Family of Marine killed 35 years ago discovers grave vandalized

- By Sarah Franks Staff Writer Contact this reporter at 937225-2207 or email Sarah. Franks@coxinc.com.

The Beavercree­k gravesite of a U.S. Marine killed in 1985 in El Salvador has been vandalized, his family discovered when they visited the grave Friday to mark the 35th anniversar­y of his death.

On June 19, 1985, four U.S. Marines were among 13 people killed when El Salvador guerillas sprayed the crowds at two outdoor cafes with gunfire.

Thomas Handwork of Beavercree­k was a guard at the U.S. embassy in El Salvador and he died in that attack. On Friday, his niece, who lives in Florida, was in the Dayton area for a wedding when she visited her uncle’s resting place at Mount Zion Park Cemetery in Beavercree­k.

Handwork’s brother, Chuck Handwork, said his daughter found that a statue of the Virgin Mary that was attached to the gravestone was missing and the site had been “roughed up”.

The family filed a report with the Beavercree­k Police Department.

“The whole family is furious,” Chuck Handwork said. “Just a bunch of lowlifes who did this.”

Chuck Handwork said the family is offering a $1,000 reward for anyone with informatio­n that can lead to the conviction of the persons who vandalized the grave.
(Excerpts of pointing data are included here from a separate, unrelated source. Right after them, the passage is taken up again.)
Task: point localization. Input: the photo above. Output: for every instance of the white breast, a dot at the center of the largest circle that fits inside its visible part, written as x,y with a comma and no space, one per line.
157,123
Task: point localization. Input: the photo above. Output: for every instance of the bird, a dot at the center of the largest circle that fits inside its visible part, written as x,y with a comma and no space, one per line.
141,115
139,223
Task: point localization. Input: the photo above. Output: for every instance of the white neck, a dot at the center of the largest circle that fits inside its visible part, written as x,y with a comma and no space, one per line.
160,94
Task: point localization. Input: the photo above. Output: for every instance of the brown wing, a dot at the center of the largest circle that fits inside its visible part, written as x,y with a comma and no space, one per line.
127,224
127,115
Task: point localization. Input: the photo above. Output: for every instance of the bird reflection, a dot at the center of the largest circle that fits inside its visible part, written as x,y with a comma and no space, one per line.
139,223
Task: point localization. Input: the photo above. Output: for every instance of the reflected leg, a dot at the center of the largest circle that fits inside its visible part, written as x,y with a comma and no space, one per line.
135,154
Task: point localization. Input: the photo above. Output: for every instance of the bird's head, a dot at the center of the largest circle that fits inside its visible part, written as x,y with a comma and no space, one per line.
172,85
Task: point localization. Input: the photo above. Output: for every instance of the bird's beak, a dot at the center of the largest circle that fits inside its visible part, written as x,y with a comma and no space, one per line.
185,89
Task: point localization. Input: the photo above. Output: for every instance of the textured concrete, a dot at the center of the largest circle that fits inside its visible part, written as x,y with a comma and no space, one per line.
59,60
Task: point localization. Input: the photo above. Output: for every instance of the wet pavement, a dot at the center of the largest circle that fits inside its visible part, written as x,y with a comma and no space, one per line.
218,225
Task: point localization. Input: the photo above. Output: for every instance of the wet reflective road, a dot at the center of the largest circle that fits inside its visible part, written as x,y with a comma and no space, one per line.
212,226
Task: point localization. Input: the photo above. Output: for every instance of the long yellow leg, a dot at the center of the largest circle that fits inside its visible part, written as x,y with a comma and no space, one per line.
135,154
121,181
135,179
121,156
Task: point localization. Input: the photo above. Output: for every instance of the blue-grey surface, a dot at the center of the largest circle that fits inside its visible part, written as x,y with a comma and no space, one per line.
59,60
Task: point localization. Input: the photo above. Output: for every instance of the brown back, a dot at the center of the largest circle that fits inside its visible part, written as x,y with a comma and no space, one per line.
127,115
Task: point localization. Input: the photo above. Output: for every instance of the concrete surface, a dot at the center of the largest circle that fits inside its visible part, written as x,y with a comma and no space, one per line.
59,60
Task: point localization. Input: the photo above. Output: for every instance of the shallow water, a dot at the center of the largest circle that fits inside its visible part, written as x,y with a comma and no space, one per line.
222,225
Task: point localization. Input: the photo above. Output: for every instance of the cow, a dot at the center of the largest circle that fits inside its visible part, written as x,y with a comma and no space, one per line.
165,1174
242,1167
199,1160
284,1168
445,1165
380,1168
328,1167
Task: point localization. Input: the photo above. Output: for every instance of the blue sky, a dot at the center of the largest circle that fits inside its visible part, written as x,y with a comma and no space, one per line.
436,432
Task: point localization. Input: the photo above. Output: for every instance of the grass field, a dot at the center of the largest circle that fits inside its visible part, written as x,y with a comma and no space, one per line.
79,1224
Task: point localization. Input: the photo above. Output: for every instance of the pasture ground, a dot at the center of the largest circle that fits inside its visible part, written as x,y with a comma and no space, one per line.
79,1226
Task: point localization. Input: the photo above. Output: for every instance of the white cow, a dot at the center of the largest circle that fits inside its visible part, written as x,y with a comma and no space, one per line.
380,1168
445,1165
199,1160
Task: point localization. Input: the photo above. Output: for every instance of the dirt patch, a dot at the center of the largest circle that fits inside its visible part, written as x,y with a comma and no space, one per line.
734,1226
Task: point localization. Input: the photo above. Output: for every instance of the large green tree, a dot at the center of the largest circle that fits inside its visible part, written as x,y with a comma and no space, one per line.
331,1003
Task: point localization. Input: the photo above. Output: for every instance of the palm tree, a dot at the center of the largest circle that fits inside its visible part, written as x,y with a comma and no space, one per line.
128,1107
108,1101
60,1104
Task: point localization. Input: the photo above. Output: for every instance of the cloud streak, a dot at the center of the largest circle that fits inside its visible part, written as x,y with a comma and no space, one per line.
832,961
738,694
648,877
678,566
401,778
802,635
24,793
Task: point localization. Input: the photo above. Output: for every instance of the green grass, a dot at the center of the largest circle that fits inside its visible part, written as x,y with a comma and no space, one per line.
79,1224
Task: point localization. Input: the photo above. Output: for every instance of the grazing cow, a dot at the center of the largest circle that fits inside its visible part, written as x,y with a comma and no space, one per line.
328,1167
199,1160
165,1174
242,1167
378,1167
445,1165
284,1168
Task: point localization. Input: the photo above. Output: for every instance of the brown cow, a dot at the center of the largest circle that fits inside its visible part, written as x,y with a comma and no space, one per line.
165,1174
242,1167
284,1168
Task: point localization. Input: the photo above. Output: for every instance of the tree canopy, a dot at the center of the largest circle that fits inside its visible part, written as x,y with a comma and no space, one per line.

Anyone with informatio­n should contact the Beavercree­k Police Department at 937-426-1225 or email Handwork directly at chandwork6­7@gmail.com.

As most of the family lives out of state now, Chuck Handwork said they are not sure how recently the vandalism occurred, or what the motivation might have been.

“I was in the Marine Corps for eight years, my brother served for five and a half years before he was killed, my father was in the Army for four years — now I have a daughter in the Marine Corps for two years,” Chuck Handwork said.

With only pictures to go by, Chuck Handwork said the family has no idea if the vandalism was random.

“For all we know, somebody could have just seen the Virgin Mary statue on my brother’s gravestone and cut it off,” Chuck Handwork said. “We just don’t know.”

Thomas Handwork was a graduate of Boardman High School in eastern Ohio, and his father worked for a General Motors plant in the Dayton area at the time of the attack.

In an article from June 27, 1985, the Associated Press reported, “In Ohio, Marine units escorted the flag-draped coffins of Sgt. Thomas T. Handwork, 24, of the Dayton suburb of Beavercree­k, and Sgt. Gregory H. Weber, 22, of Cincinnati, and fired rifle salutes in their honor.”

“There is no service that a chaplain or a minister dreads more than a service like this,” Maj. Howard Mellott, a chaplain from Wright-Patterson Air Force Base near Dayton, told 100 mourners at Handwork’s funeral.

“Your son, along with three other fine young Marines, have become to all of us, heroes, and we want you to know that we love them as you loved them. They have in the past few days become sons of America,” Mellott said.